El 3 de abril pasado la KFF entregó un informe que da cuenta de la repercusión social del uso de las armas de fuego y, en buena medida, dice cómo está condicionada la sociedad civil en un país que se proclama como el paraíso de la democracia y de las libertades. Una de cada cinco personas, confirmó la entidad, tiene un familiar muerto por armas de fuego. Eso es el 20% de la población total de EE UU. El 84% de los norteamericanos dijo que tomó “medidas extraordinarias” para proteger a sus familias, consistentes en “comprar armas y evitar lugares públicos como salas de concierto o estadios deportivos, el uso del transporte público y hasta la participación en actos religiosos”.

Collins Iyare, conocido en el mundo de las armas como “el negro Colion Noir”, es un joven abogado, hijo de inmigrantes nigerianos expulsados por alguna de esas cíclicas hambrunas (como la actual) que vuelcan su furia sobre las poblaciones africanas. Es, quizás, el mejor y más notorio entre los publicistas de la ANR. Muchos de los de su condición, el primer blanco de la violencia legal del establishment y de los tiradores norteamericanos, lo definen como “un negro blanqueado”. Otros, menos hirientes, dicen que “vendió su alma al diablo blanco”. En la reunión de Indiana fue el más ovacionado, incluso más que Trump,  cuando en el panel de cierre deliró que “los padres fundadores –esa molesta muletilla patriotera–  usaron sus rifles para salvarnos y hacer del AR-15 el arma de América”.   «

El tráfico de «artefactos de guerra»

Mientras internamente EE UU supera sus propias marcas y con la naturalización de la violencia armada degrada la calidad de su democracia, el mundo denuncia el tráfico de los “artefactos de la guerra” –blindados, misiles, fusiles, bombas, municiones– con los que lleva la muerte a otros ámbitos, al de sus aventuras bélicas y a la vida de otros pueblos.
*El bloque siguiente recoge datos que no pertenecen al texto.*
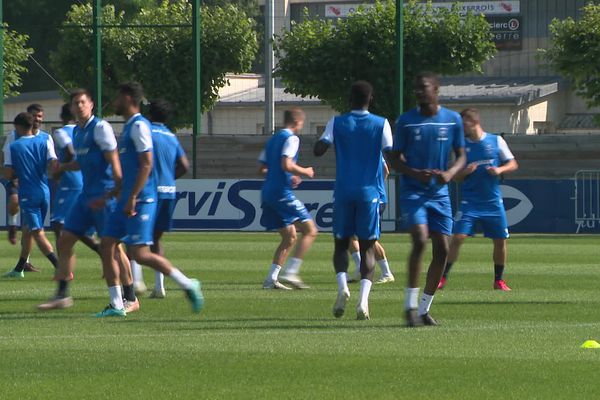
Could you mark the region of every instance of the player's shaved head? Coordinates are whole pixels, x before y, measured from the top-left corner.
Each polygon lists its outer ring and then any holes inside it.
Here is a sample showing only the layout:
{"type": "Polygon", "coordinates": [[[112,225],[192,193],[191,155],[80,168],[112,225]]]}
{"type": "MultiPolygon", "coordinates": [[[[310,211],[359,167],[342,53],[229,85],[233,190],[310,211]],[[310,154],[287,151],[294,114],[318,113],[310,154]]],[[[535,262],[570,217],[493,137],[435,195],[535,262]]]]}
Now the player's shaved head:
{"type": "Polygon", "coordinates": [[[285,126],[297,125],[300,121],[304,121],[304,118],[306,118],[306,115],[300,108],[290,108],[283,112],[283,124],[285,126]]]}
{"type": "Polygon", "coordinates": [[[476,108],[465,108],[460,112],[462,119],[468,119],[473,122],[480,122],[481,116],[476,108]]]}
{"type": "Polygon", "coordinates": [[[369,107],[373,98],[373,86],[367,81],[356,81],[350,89],[350,105],[353,110],[369,107]]]}

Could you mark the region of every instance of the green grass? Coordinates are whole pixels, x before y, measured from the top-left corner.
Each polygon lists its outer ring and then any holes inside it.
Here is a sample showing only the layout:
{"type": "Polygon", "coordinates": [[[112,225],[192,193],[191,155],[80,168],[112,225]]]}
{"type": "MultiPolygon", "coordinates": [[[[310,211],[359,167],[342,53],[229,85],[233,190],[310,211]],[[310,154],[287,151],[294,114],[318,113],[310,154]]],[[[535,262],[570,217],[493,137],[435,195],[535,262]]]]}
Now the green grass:
{"type": "MultiPolygon", "coordinates": [[[[201,316],[167,282],[126,319],[90,317],[107,303],[97,257],[80,247],[75,306],[39,313],[54,283],[49,263],[0,281],[0,399],[597,398],[599,240],[518,236],[506,278],[491,290],[491,243],[468,241],[432,308],[443,324],[403,327],[408,242],[384,235],[397,280],[371,293],[371,321],[355,321],[358,288],[335,320],[332,240],[322,234],[303,266],[311,290],[261,289],[275,234],[171,234],[166,250],[203,281],[201,316]]],[[[16,248],[0,242],[8,270],[16,248]]],[[[153,274],[145,270],[151,285],[153,274]]]]}

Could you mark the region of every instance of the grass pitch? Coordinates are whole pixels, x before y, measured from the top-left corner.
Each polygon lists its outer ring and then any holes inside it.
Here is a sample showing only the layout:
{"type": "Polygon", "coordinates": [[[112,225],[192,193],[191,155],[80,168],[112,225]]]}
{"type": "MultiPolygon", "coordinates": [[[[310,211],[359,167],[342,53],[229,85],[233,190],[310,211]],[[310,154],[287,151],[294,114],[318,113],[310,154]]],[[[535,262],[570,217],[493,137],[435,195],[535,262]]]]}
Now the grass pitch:
{"type": "MultiPolygon", "coordinates": [[[[358,287],[336,320],[332,239],[303,266],[312,289],[261,289],[278,236],[167,235],[167,255],[203,282],[202,315],[167,280],[167,298],[142,298],[125,319],[91,314],[108,302],[99,260],[79,245],[75,306],[40,313],[54,292],[42,273],[0,281],[0,399],[593,399],[598,398],[598,255],[592,236],[519,236],[509,244],[510,293],[492,290],[491,243],[463,247],[432,315],[443,325],[404,328],[408,242],[384,235],[396,282],[374,286],[370,321],[354,320],[358,287]]],[[[8,270],[17,249],[3,239],[8,270]]],[[[151,286],[153,272],[145,269],[151,286]]]]}

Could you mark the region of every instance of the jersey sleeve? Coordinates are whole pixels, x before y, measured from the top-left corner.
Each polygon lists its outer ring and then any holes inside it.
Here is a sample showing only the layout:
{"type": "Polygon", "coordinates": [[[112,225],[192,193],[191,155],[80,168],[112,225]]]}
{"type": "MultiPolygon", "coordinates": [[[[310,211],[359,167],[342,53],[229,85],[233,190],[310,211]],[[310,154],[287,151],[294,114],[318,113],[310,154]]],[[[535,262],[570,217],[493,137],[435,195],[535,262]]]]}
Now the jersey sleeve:
{"type": "Polygon", "coordinates": [[[296,135],[287,138],[281,149],[281,157],[294,158],[300,148],[300,138],[296,135]]]}
{"type": "Polygon", "coordinates": [[[502,136],[498,136],[498,153],[500,156],[500,161],[502,162],[507,162],[515,159],[515,156],[508,148],[508,144],[506,144],[506,140],[504,140],[502,136]]]}
{"type": "Polygon", "coordinates": [[[131,127],[131,140],[138,153],[152,151],[152,132],[148,125],[141,121],[137,121],[131,127]]]}
{"type": "Polygon", "coordinates": [[[258,161],[262,164],[267,163],[267,153],[264,150],[260,152],[260,155],[258,156],[258,161]]]}
{"type": "Polygon", "coordinates": [[[106,121],[100,121],[94,128],[94,141],[102,151],[113,151],[117,148],[117,139],[112,126],[106,121]]]}
{"type": "Polygon", "coordinates": [[[335,117],[331,118],[327,125],[325,126],[325,132],[321,135],[319,140],[322,140],[325,143],[333,144],[333,125],[335,123],[335,117]]]}
{"type": "Polygon", "coordinates": [[[54,150],[54,140],[52,140],[52,136],[48,135],[48,140],[46,141],[46,147],[48,148],[48,154],[46,156],[46,160],[56,160],[56,151],[54,150]]]}
{"type": "Polygon", "coordinates": [[[54,132],[54,143],[56,143],[56,146],[58,146],[59,149],[64,149],[72,142],[71,137],[64,129],[57,129],[56,132],[54,132]]]}
{"type": "Polygon", "coordinates": [[[383,134],[381,135],[381,150],[389,151],[392,149],[394,139],[392,137],[392,127],[386,119],[383,124],[383,134]]]}
{"type": "Polygon", "coordinates": [[[452,138],[452,147],[460,149],[465,147],[465,129],[462,123],[462,118],[457,114],[456,125],[454,126],[454,137],[452,138]]]}
{"type": "Polygon", "coordinates": [[[407,136],[404,129],[404,121],[402,117],[396,121],[396,132],[394,132],[394,143],[392,150],[403,153],[406,150],[407,136]]]}

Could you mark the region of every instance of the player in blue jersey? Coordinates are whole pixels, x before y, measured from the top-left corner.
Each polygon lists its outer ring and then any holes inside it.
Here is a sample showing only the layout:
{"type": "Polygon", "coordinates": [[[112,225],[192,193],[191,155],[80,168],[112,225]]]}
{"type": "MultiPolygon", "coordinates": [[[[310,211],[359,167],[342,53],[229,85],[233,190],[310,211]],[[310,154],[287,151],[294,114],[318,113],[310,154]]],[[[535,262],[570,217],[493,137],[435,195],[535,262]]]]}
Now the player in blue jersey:
{"type": "MultiPolygon", "coordinates": [[[[37,103],[33,103],[27,106],[27,112],[33,116],[33,129],[32,132],[34,135],[38,135],[40,133],[47,135],[47,132],[41,130],[42,123],[44,122],[44,108],[37,103]]],[[[17,134],[15,131],[9,133],[4,142],[3,152],[4,159],[10,158],[10,145],[17,139],[17,134]]],[[[18,179],[12,179],[8,181],[6,185],[7,193],[8,193],[8,201],[7,201],[7,214],[8,214],[8,241],[11,244],[17,243],[17,218],[19,215],[19,196],[18,196],[18,179]]],[[[19,259],[25,260],[25,272],[39,272],[40,270],[34,267],[29,262],[29,253],[26,251],[28,248],[32,248],[33,246],[33,237],[29,234],[28,231],[23,231],[21,236],[21,255],[19,259]]],[[[21,262],[21,261],[19,261],[21,262]]]]}
{"type": "MultiPolygon", "coordinates": [[[[61,164],[67,164],[76,158],[75,149],[73,148],[73,131],[76,124],[71,112],[70,103],[63,104],[60,119],[63,121],[64,126],[54,132],[54,144],[57,149],[58,161],[61,164]]],[[[64,171],[57,172],[54,178],[57,182],[50,208],[50,226],[54,231],[58,243],[65,224],[65,218],[77,201],[83,188],[83,177],[81,176],[81,171],[64,171]]],[[[97,253],[98,244],[94,242],[90,233],[86,232],[86,235],[81,236],[79,239],[97,253]]]]}
{"type": "MultiPolygon", "coordinates": [[[[54,143],[49,135],[33,134],[33,121],[34,118],[30,113],[20,113],[14,120],[17,138],[10,145],[10,157],[4,160],[7,167],[6,178],[19,179],[19,208],[24,236],[31,236],[40,251],[54,268],[57,268],[58,259],[44,234],[44,219],[50,205],[47,173],[48,169],[56,168],[56,154],[54,143]]],[[[12,271],[4,275],[5,277],[24,277],[23,254],[29,254],[31,247],[29,241],[22,242],[21,259],[12,271]]]]}
{"type": "Polygon", "coordinates": [[[375,266],[374,245],[380,234],[379,176],[381,154],[391,150],[392,130],[388,121],[369,113],[373,87],[365,81],[352,84],[352,111],[332,118],[314,148],[316,156],[335,148],[336,178],[333,203],[335,250],[333,265],[338,295],[333,307],[336,318],[344,314],[350,298],[347,284],[348,248],[356,236],[361,256],[361,281],[356,317],[369,319],[369,292],[375,266]]]}
{"type": "MultiPolygon", "coordinates": [[[[378,175],[378,189],[379,189],[379,216],[380,218],[383,216],[385,209],[387,207],[387,193],[385,189],[385,181],[390,174],[390,170],[387,166],[384,156],[381,156],[381,168],[378,175]]],[[[373,250],[375,251],[375,261],[379,265],[381,269],[381,276],[375,282],[376,285],[380,285],[383,283],[391,283],[395,281],[394,274],[390,270],[390,265],[388,263],[387,257],[385,255],[385,249],[379,243],[379,240],[373,246],[373,250]]],[[[353,237],[350,241],[350,256],[354,261],[354,276],[348,276],[348,283],[358,282],[360,281],[360,248],[358,244],[358,239],[353,237]]]]}
{"type": "MultiPolygon", "coordinates": [[[[94,116],[94,102],[90,92],[85,89],[76,89],[71,93],[71,108],[77,117],[77,126],[73,130],[76,159],[60,164],[59,171],[80,170],[83,188],[65,218],[65,225],[58,240],[59,269],[55,276],[58,281],[56,295],[46,303],[40,304],[40,310],[63,309],[73,305],[73,299],[68,295],[68,283],[73,279],[75,244],[91,228],[102,236],[106,214],[115,207],[114,197],[121,190],[121,164],[111,125],[94,116]]],[[[100,256],[102,258],[102,254],[100,256]]],[[[124,279],[123,284],[130,287],[131,296],[135,298],[127,256],[120,248],[115,257],[123,271],[122,275],[128,279],[124,279]]]]}
{"type": "Polygon", "coordinates": [[[127,246],[130,259],[173,278],[186,292],[194,312],[200,312],[204,304],[200,282],[186,277],[169,260],[150,250],[150,245],[153,244],[157,189],[152,173],[153,146],[150,122],[140,114],[143,96],[143,89],[139,83],[124,83],[119,85],[115,100],[117,114],[127,121],[119,141],[123,189],[116,208],[108,215],[100,244],[104,254],[104,276],[111,300],[108,307],[99,312],[97,317],[126,315],[120,294],[119,268],[114,258],[120,242],[127,246]]]}
{"type": "MultiPolygon", "coordinates": [[[[177,136],[175,136],[166,123],[171,116],[171,105],[163,99],[150,103],[148,117],[152,123],[152,146],[154,150],[154,174],[158,192],[156,218],[154,221],[154,244],[150,246],[153,253],[164,256],[163,246],[160,242],[164,232],[170,232],[173,226],[173,212],[176,203],[175,180],[185,175],[189,168],[185,151],[177,136]]],[[[131,270],[134,276],[136,293],[144,292],[141,266],[134,260],[131,261],[131,270]]],[[[164,275],[160,271],[154,274],[154,289],[150,298],[162,299],[165,297],[164,275]]]]}
{"type": "Polygon", "coordinates": [[[312,167],[301,167],[296,163],[300,146],[297,135],[304,126],[304,118],[304,111],[298,108],[286,110],[283,117],[285,128],[267,141],[259,156],[259,172],[266,174],[261,192],[263,213],[260,222],[267,230],[277,229],[281,235],[281,242],[263,283],[264,289],[291,290],[280,280],[296,289],[308,288],[300,278],[300,266],[317,237],[317,228],[304,204],[292,192],[300,184],[300,176],[313,178],[315,175],[312,167]],[[302,237],[279,275],[297,240],[297,230],[302,237]]]}
{"type": "Polygon", "coordinates": [[[437,325],[429,309],[444,272],[452,234],[448,182],[465,166],[462,120],[458,113],[439,105],[439,87],[433,73],[416,77],[418,106],[396,121],[394,149],[388,159],[402,174],[400,209],[412,239],[404,303],[408,326],[437,325]],[[452,152],[456,157],[453,164],[452,152]],[[419,301],[419,274],[428,238],[433,258],[419,301]]]}
{"type": "Polygon", "coordinates": [[[467,236],[473,235],[475,225],[480,224],[485,237],[494,243],[493,287],[509,291],[503,279],[508,224],[500,192],[500,175],[516,171],[519,165],[501,136],[483,130],[477,110],[466,109],[461,116],[467,139],[467,166],[455,178],[462,182],[460,209],[454,222],[446,270],[438,287],[446,285],[450,268],[458,259],[460,246],[467,236]]]}

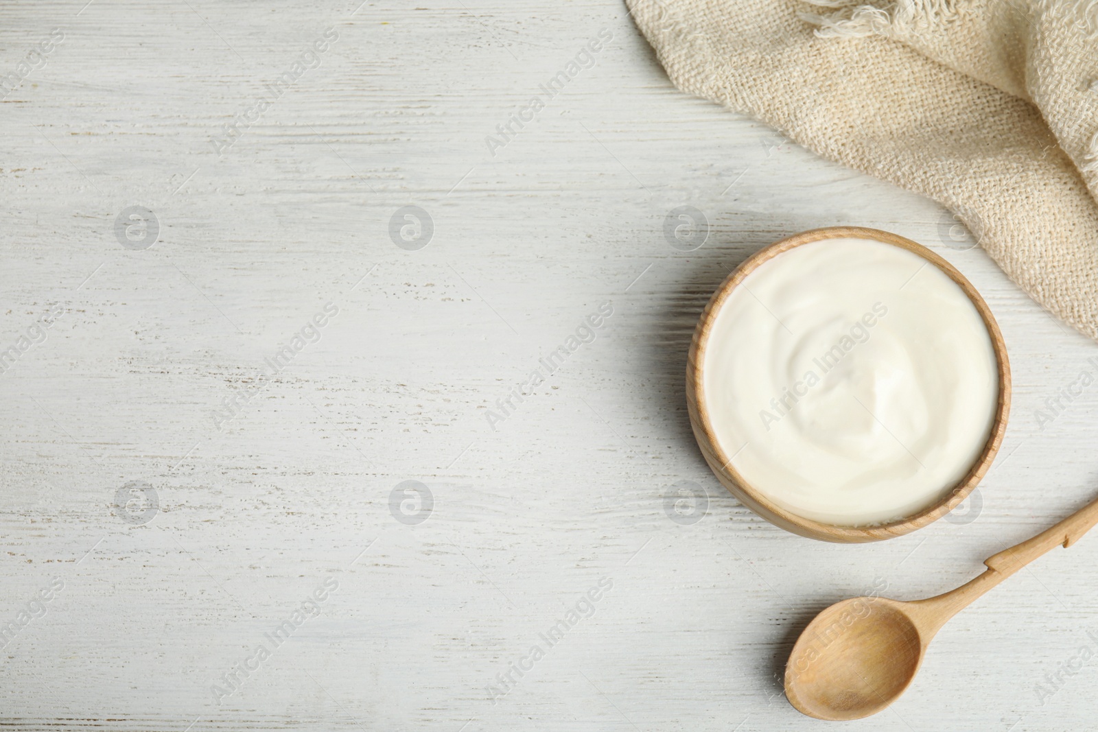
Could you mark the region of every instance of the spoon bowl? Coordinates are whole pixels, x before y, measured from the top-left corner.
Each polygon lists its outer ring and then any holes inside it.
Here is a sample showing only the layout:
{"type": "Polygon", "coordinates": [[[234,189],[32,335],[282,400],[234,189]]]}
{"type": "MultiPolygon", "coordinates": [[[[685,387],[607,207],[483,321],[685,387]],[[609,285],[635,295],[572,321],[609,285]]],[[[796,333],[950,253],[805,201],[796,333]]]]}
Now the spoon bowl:
{"type": "Polygon", "coordinates": [[[1098,523],[1098,500],[1032,539],[984,560],[974,579],[943,595],[900,603],[854,597],[808,623],[785,666],[785,697],[797,711],[824,720],[875,714],[911,684],[927,645],[954,615],[1056,547],[1071,547],[1098,523]]]}
{"type": "Polygon", "coordinates": [[[816,616],[789,655],[789,703],[826,720],[861,719],[892,703],[915,678],[927,647],[907,605],[855,597],[816,616]]]}

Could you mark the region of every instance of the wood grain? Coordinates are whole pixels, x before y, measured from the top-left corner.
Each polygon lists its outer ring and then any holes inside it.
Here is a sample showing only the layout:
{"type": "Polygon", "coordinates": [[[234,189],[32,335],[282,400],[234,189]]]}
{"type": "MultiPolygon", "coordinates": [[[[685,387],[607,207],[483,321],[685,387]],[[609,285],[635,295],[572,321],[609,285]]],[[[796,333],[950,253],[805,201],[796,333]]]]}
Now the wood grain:
{"type": "MultiPolygon", "coordinates": [[[[1098,347],[933,203],[676,91],[616,0],[86,1],[0,4],[0,75],[65,30],[0,104],[0,345],[65,308],[0,374],[0,622],[65,583],[0,653],[13,729],[815,729],[781,672],[816,612],[877,579],[955,587],[1098,485],[1098,388],[1037,414],[1098,347]],[[333,25],[219,158],[211,136],[333,25]],[[597,64],[492,157],[484,137],[604,26],[597,64]],[[115,236],[132,205],[159,222],[144,250],[115,236]],[[434,222],[414,251],[389,234],[405,205],[434,222]],[[681,205],[708,221],[694,251],[663,235],[681,205]],[[706,301],[760,247],[832,225],[931,247],[1002,329],[1013,414],[971,522],[809,541],[698,453],[683,374],[706,301]],[[493,430],[486,410],[607,300],[598,337],[493,430]],[[321,340],[219,430],[329,301],[321,340]],[[433,494],[422,523],[390,509],[405,481],[433,494]],[[143,525],[112,507],[132,482],[157,494],[143,525]],[[493,705],[603,576],[594,615],[493,705]],[[327,577],[321,613],[217,703],[327,577]]],[[[1043,703],[1037,685],[1095,627],[1093,551],[957,616],[953,652],[874,724],[1091,725],[1094,666],[1043,703]]]]}

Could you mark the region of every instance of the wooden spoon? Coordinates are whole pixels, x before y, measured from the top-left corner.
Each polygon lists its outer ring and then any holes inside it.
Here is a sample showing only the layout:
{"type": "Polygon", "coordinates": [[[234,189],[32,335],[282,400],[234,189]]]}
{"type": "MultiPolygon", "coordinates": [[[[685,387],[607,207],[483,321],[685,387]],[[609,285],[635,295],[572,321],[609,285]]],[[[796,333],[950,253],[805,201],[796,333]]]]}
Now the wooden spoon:
{"type": "Polygon", "coordinates": [[[954,590],[912,603],[854,597],[808,623],[785,666],[785,696],[825,720],[861,719],[890,705],[919,671],[927,645],[972,601],[1055,547],[1098,523],[1098,500],[1032,539],[984,561],[987,571],[954,590]]]}

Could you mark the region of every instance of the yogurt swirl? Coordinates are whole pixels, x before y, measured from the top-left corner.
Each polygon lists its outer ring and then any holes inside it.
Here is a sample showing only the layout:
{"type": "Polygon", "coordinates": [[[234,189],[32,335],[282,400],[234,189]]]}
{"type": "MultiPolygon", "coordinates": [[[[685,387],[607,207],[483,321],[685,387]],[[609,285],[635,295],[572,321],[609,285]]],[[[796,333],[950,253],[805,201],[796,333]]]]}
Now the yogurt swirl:
{"type": "Polygon", "coordinates": [[[922,257],[873,239],[764,262],[713,319],[704,402],[747,483],[834,526],[939,503],[987,442],[998,361],[976,306],[922,257]]]}

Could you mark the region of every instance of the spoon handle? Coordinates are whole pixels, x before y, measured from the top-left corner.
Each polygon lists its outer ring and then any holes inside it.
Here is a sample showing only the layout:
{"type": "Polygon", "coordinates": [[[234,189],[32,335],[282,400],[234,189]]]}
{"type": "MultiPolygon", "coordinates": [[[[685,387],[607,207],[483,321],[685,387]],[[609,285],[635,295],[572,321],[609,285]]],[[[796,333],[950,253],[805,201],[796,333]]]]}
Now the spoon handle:
{"type": "Polygon", "coordinates": [[[1098,499],[1035,537],[988,556],[984,560],[987,571],[956,589],[911,603],[921,610],[920,617],[929,631],[928,638],[933,637],[950,618],[1015,572],[1056,547],[1071,547],[1095,525],[1098,525],[1098,499]]]}
{"type": "Polygon", "coordinates": [[[984,564],[1006,578],[1056,547],[1071,547],[1096,523],[1098,523],[1098,499],[1032,539],[988,556],[984,560],[984,564]]]}

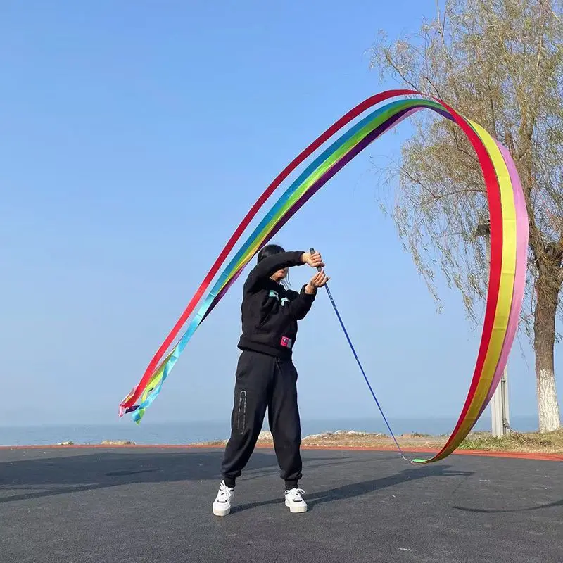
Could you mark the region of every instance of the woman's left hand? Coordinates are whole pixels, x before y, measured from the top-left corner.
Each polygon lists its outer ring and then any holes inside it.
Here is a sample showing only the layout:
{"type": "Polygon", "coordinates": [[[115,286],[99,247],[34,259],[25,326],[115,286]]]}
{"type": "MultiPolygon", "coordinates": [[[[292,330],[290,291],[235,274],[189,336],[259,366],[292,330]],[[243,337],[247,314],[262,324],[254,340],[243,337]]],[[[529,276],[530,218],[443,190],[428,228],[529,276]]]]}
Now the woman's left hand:
{"type": "Polygon", "coordinates": [[[309,295],[313,295],[320,287],[327,285],[329,279],[330,278],[324,271],[319,272],[311,278],[311,281],[305,288],[305,292],[309,295]]]}

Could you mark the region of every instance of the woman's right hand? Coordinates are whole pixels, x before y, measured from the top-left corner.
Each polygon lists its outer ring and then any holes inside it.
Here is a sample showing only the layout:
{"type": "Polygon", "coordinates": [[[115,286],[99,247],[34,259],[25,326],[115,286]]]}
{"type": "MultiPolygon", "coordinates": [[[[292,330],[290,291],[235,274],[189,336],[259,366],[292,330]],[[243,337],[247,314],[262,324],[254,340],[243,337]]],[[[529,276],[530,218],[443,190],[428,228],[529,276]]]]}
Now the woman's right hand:
{"type": "Polygon", "coordinates": [[[308,264],[312,268],[322,268],[324,267],[324,262],[322,261],[322,257],[320,252],[304,252],[303,255],[301,257],[303,264],[308,264]]]}

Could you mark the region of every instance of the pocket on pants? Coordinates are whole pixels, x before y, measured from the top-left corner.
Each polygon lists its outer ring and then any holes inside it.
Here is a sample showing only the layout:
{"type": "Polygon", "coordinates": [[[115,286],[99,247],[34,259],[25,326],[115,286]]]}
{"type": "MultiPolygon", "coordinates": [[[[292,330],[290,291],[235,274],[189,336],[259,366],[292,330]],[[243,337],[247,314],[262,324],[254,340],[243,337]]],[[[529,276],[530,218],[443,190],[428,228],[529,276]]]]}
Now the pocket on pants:
{"type": "Polygon", "coordinates": [[[246,391],[243,390],[239,393],[239,404],[236,409],[236,430],[239,434],[244,432],[246,427],[246,391]]]}

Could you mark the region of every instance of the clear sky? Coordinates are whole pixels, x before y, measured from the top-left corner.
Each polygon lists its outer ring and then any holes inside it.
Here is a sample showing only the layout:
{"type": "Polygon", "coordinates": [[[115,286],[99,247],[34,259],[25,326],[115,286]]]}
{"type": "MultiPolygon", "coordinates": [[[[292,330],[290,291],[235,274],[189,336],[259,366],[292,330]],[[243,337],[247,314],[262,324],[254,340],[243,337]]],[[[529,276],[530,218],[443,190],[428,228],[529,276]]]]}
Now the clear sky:
{"type": "MultiPolygon", "coordinates": [[[[3,3],[0,424],[115,422],[259,194],[341,114],[393,85],[369,68],[378,30],[416,30],[434,5],[3,3]]],[[[370,163],[396,158],[410,133],[403,123],[367,149],[276,241],[323,252],[389,415],[455,416],[479,334],[457,293],[444,289],[436,314],[379,210],[389,189],[370,163]]],[[[311,273],[292,272],[293,286],[311,273]]],[[[147,424],[229,417],[240,282],[196,333],[147,424]]],[[[530,415],[533,358],[521,340],[511,410],[530,415]]],[[[301,324],[295,361],[303,418],[379,416],[324,293],[301,324]]]]}

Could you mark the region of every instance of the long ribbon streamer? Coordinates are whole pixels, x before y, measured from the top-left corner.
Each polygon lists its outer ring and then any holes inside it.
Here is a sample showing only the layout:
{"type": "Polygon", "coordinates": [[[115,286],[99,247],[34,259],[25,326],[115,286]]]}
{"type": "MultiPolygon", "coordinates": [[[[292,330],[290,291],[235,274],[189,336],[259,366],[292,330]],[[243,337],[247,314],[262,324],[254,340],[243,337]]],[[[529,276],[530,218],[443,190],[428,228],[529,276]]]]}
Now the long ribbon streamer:
{"type": "Polygon", "coordinates": [[[521,308],[527,248],[527,213],[521,186],[510,153],[485,129],[466,120],[436,99],[404,99],[420,94],[391,90],[371,96],[329,127],[274,180],[246,215],[190,301],[174,328],[149,362],[139,384],[120,405],[120,414],[133,412],[138,422],[160,393],[164,381],[201,322],[241,274],[259,248],[287,222],[324,184],[373,141],[415,111],[428,108],[455,121],[473,146],[486,187],[491,215],[491,264],[485,319],[467,398],[457,423],[443,448],[434,457],[443,459],[464,438],[486,406],[498,384],[515,336],[521,308]],[[217,279],[192,318],[186,333],[164,357],[182,327],[195,310],[236,241],[266,201],[289,174],[335,133],[373,106],[393,97],[401,99],[373,111],[324,151],[274,204],[217,279]],[[139,400],[141,399],[140,403],[139,400]]]}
Lo rechazan los países violentados y quienes quieren dejar de ser cómplices de las masacres. Desde la Casa Blanca y los medios, desde el Pentágono hasta el último soldado raso, todos saben dónde, cómo y cuándo se lucra con el negocio de la muerte, pero el silencio y la mirada esquiva se han institucionalizado.

La semana pasada los 15 países de la Caribbean Community, víctimas del ingreso ilegal de fusiles made in USA, pidieron una urgente cita con el presidente  Biden para exigirle que intervenga a fin de frenar ese flujo con el que las “maras”, brazo armado del narcotráfico, aterrorizan a la población de esos países. La entidad se sumó a la decisión de México, que demandó en tribunales norteamericanos a las fábricas de armas “por diseñar y comercializar productos con los que provee de manera rutinaria a los cárteles”. El primer ministro de Bahamas, Phillip Davis, aseguró que “el arsenal relacionado con actividades criminales recuperado in situ proviene de EE UU”, el 98,6% en su país, el 87,7% en Haití, el 72,3% en México, el 67% en Jamaica y alrededor del 80% en el área Caribe.

“Biden sabe que las armas enviadas a Ucrania van al mercado negro. Polonia, Rumania y otros países están inundados con esas armas”, denunció simultáneamente Seymour Hersch, Premio Pulitzer 1990, una de las personalidades más reconocidas del ámbito periodístico. “Son enormes cantidades, reciben los cargamentos y los revenden o los envían al mercado negro. Eso obligó al director de la CIA, William Burns, a encarar al presidente Volodímir Zelenski”, reveló. Según Hersch, EE UU “al fin se preocupó por el destino de las armas y el comportamiento escandalosamente corrupto del gobierno de Kiev. Burns le dijo a Zelenski que Washington está irritado con él porque se embolsa mucho –dijo–, toma para sí una parte muy grande de lo que Occidente envía para Ucrania”.